You are correct, they will build in the frame most times. Once the frames are filled out, you can transferre them into their permanent hive.


----------



## Kenww (Apr 14, 2013)

I just started this spring. I bought bees for one hive and caught a swarm for another hive. I used medium 10 frames for traps. I made bottom boards with 3" sides to make them bigger. This also let me drill a round hole in the front. I caught one swarm from six traps. I was pretty happy for a first attempt. I was late getting them out.I didnt realize how early the main swarms are.I know a lot of people have a much higher success rate. The bees were in the trap a couple weeks before a switched to a normal bottom board. No problems with comb under the frames. The hive with the swarm is better than the one with purchased bees.


----------



## mike haney (Feb 9, 2007)

"...one can never really tell about bees..."
Pooh,THE HUNDRED ACRE WOOD 
Really it does depend on the bees. 
Some I've seen almost refuse to follow frames even with comb
Your odds go way up (or down) with the nearness to perfectly level that you place your trap.


----------



## mike haney (Feb 9, 2007)

Natural swarms are superior in all ways to a "shook swarm" that one buys as "package bees"


----------



## Kenww (Apr 14, 2013)

If I was starting over, I don't think I'd buy any. It'd be really frustrating to end up not catching any swarms though.


----------



## mike haney (Feb 9, 2007)

Everything about bees can be frustrating if you let it 
The best takeaway one gets at the end of the day is patience and a sense of wonder
It's pretty frustrating to catch a swarm with foulbrood too and have to burn ones hives


----------



## Kenww (Apr 14, 2013)

That would be awfull. Is that common?


----------



## mike haney (Feb 9, 2007)

Not so much now but I'm old enough the guy that taught me kept his bees in "gums" ( hollow logs) and when his got the foulbrood they would not only swarm with it but would abscond (flee) to escape it and of course bring it with them. There was no treatment because you don't have removable frames in a gum ( not that he could afford or would condone treatment anyway) 
Rest in peace, J.C 
But one reads about it here on occasion and yes I've burned hives because of it


----------



## mike haney (Feb 9, 2007)

I'm glad you made me think about that !
I'm gonna give my grandson his first hive next year and I believe I'll start a gum to show him the old way 
Have already committed to raise him a few stalks of tobacco to see how it was done with a "peg" and a hoe and some open pollinated corn to make a pipe ( just for a snowman, mind you)


----------



## Michael Bush (Aug 2, 2002)

Bees start at the top and build down. If you are late getting them out, they will have expanded past the bottom of your frames, but they usually are still a fairly simple cut out.


----------



## yotebuster1200 (Jul 28, 2013)

I appreciate all of you comments and am glad I was on the right track. I plan on checking the traps at least every 2 weeks and was thinking that would be often enough to prevent a mess inside the swarm traps.

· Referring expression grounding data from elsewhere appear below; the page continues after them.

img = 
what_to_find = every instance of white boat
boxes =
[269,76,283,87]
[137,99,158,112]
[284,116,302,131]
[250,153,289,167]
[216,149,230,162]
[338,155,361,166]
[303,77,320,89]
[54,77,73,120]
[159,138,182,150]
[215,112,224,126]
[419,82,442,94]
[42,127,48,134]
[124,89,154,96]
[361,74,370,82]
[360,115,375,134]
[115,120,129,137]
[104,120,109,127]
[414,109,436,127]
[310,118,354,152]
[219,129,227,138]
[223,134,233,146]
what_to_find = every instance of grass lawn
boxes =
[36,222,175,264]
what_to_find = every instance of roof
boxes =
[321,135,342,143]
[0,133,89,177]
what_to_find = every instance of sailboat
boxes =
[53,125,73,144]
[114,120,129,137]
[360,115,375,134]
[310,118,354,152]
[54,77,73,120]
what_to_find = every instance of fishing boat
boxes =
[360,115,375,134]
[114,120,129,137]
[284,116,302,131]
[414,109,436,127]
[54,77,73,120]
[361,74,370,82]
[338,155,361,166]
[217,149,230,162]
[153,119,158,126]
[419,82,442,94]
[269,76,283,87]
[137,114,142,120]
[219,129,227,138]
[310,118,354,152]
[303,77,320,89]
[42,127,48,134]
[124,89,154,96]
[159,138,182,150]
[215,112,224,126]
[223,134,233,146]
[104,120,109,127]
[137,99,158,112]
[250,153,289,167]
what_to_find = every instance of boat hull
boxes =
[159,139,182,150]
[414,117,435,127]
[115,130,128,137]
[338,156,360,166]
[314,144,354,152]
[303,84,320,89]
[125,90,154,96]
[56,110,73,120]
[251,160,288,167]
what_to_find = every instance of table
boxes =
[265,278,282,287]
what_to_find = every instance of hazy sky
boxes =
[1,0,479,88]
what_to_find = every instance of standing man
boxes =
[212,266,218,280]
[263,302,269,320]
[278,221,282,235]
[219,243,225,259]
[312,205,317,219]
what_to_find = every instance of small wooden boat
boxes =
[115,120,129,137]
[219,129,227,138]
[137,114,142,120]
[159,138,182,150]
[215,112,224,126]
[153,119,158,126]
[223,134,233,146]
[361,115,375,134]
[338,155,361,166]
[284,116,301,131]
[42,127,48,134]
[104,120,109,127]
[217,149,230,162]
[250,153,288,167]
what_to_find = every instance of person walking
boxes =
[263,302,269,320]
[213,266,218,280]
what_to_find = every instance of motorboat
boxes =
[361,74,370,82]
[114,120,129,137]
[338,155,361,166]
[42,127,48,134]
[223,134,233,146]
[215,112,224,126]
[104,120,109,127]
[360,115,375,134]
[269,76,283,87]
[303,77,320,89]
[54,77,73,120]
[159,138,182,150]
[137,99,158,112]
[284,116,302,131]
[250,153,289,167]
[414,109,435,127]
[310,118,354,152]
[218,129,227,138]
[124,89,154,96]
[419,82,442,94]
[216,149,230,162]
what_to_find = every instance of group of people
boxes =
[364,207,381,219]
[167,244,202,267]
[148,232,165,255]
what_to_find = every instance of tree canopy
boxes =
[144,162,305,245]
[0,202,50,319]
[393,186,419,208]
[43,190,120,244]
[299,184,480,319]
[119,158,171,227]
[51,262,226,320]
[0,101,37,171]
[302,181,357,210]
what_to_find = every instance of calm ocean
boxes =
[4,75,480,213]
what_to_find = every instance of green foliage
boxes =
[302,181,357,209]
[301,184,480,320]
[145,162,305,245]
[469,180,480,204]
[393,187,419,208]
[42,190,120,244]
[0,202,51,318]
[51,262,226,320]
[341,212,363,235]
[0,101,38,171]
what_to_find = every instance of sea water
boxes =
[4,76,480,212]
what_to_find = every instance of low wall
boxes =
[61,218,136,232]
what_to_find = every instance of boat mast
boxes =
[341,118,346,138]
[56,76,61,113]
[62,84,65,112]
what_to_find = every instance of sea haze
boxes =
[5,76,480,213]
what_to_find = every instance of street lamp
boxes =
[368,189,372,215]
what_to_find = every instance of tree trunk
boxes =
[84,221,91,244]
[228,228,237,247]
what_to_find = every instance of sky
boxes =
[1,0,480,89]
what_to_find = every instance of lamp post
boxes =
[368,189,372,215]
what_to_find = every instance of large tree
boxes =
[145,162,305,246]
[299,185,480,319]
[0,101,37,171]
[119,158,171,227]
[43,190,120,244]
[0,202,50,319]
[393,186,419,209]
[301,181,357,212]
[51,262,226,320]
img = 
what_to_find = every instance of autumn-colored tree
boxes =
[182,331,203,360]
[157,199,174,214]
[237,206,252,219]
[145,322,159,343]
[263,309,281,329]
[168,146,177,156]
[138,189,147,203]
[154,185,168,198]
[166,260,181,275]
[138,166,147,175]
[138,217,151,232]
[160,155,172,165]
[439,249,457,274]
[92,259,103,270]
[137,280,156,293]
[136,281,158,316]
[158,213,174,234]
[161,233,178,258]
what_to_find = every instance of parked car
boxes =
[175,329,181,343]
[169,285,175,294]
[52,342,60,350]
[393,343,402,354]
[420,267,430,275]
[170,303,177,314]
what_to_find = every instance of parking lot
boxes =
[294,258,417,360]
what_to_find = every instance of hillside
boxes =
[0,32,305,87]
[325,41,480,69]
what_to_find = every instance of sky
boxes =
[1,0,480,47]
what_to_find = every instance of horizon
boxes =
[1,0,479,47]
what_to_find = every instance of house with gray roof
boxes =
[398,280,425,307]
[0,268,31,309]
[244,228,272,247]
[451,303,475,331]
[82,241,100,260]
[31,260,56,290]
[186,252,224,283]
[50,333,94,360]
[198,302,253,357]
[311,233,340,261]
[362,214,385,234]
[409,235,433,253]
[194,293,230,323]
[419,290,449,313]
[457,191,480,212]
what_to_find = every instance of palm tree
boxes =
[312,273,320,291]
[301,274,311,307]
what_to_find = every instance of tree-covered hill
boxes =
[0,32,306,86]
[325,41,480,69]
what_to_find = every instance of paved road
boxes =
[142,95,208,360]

I guess it would be worth asking how quick a large productive swarm can draw out 5 medium frames? That would give me an idea as to how often I should check the traps.


----------



## Michael Bush (Aug 2, 2002)

>I guess it would be worth asking how quick a large productive swarm can draw out 5 medium frames? 

"You can never tell with bees"--Winnie the Pooh

I wouldn't lose any sleep over it. If they move in and they fill your frames and there is some comb hanging from the bottom bars, it's a very simple cutout, at worst.


----------



## PAHunter62 (Jan 26, 2011)

I basically constructed my swarm traps like Kenww described. I run all 8 frame medium boxes. I took the 8 frame medium and added a 4 inch tray underneath, which is also where I cut my entrance hole. I was shooting for something around 40 liters in size. I used this calculator to determine how big the tray needed to be:

http://dmplastics.ca/volume_calculator.htm

When you hang them, make them as level as possible and they will build perfect comb most of the time. I use one brood comb and 7 foundationless with wood starter strips. I caught 9 swarms this year with this style trap.


----------